We are downgrading our recommendation on AK Steel Holding Corporation (AKS) to Underperform factoring in the challenging steel pricing environment. The company’s first-quarter 2012 net loss of 11 cents per share matched the Zacks Consensus Estimate. Revenues dipped 4.6% year over year to $1,508.7 million, trailing the Zacks Consensus Estimate. Shipments fell 6.8% year over year in the quarter.
While AK Steel is expected to benefit from the strength in the automotive market, we are concerned about its high cost structure, the challenging operating environment in overseas markets, softness in the construction market and weaker international electrical steel prices. Electrical steel prices remain under pressure in overseas markets given the soft operating backdrop.

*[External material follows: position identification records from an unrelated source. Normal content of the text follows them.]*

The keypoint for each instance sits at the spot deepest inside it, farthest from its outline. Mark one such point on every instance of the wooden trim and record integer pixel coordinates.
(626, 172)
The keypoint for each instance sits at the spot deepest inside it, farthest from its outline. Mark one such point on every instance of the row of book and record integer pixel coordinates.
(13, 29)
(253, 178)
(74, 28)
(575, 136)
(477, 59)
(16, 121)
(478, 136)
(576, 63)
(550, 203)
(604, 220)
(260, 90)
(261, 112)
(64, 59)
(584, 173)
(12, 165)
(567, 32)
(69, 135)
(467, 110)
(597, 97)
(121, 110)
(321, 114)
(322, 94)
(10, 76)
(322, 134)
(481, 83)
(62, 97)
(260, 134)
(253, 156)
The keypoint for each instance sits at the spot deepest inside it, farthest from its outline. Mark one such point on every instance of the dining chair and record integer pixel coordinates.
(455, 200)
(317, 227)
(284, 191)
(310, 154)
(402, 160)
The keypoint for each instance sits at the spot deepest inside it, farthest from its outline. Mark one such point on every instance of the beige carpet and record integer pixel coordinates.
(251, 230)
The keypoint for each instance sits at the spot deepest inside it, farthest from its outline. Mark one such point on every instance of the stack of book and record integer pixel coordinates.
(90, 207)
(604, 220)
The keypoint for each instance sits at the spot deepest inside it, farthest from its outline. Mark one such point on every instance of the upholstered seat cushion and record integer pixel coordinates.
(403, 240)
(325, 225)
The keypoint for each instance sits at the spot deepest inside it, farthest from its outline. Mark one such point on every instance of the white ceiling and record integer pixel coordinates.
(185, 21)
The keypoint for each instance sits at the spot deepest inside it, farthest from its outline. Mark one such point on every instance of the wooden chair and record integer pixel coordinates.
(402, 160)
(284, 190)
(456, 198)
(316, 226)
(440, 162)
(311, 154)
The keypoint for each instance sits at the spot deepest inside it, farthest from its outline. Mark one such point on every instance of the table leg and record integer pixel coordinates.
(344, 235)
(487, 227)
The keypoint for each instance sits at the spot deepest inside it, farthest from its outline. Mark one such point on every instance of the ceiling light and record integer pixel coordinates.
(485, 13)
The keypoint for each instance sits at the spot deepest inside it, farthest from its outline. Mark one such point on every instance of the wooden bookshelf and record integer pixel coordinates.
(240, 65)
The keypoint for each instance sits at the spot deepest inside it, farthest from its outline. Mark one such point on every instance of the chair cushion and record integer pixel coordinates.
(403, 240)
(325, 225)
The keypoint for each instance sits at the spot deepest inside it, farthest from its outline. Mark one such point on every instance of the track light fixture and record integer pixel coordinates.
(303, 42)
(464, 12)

Recent fall in scrap prices has further put pressure on steel pricing. We expect weak pricing to weigh on the company’s results moving ahead.
AK Steel is hamstrung by weak construction and housing sectors. The company is also exposed to macroeconomic uncertainties, stemming from the sovereign debt crisis in Europe and sluggish growth in Asia. Moreover, AK Steel has significant pension fund requirements.

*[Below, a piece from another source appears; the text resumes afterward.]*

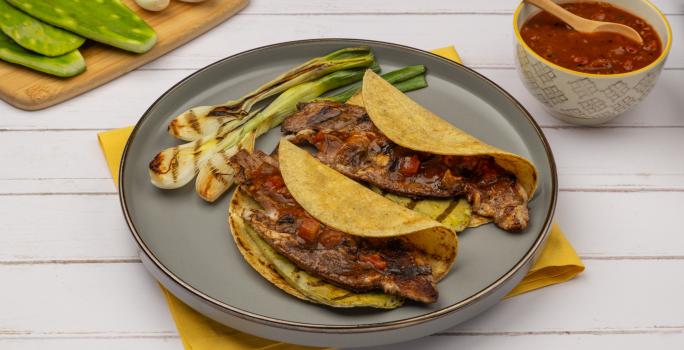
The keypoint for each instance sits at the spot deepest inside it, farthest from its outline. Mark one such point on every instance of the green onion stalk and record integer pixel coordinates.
(176, 166)
(197, 122)
(217, 175)
(405, 79)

The company recently divulged its guidance for the second quarter, which fell short of the Street view. It expects to earn 4–6 cents per share in the quarter, well below last year’s earnings of 32 cents. AK Steel noted that the volatile U.S. economy and falling spot market prices may hinder its performance moving ahead.
AK Steel faces challenges from increasing domestic imports along with oversupply in the industry due to ramp up of operations by other steelmakers, which is putting pressure on prices. These factors may constrict the company’s margins in the long term.
AK Steel, which competes with Nucor Corporation (NUE), U.S. Steel Corp. (X) and Steel Dynamics Inc. (STLD), currently holds a short-term Zacks #5 Rank (Strong Sell).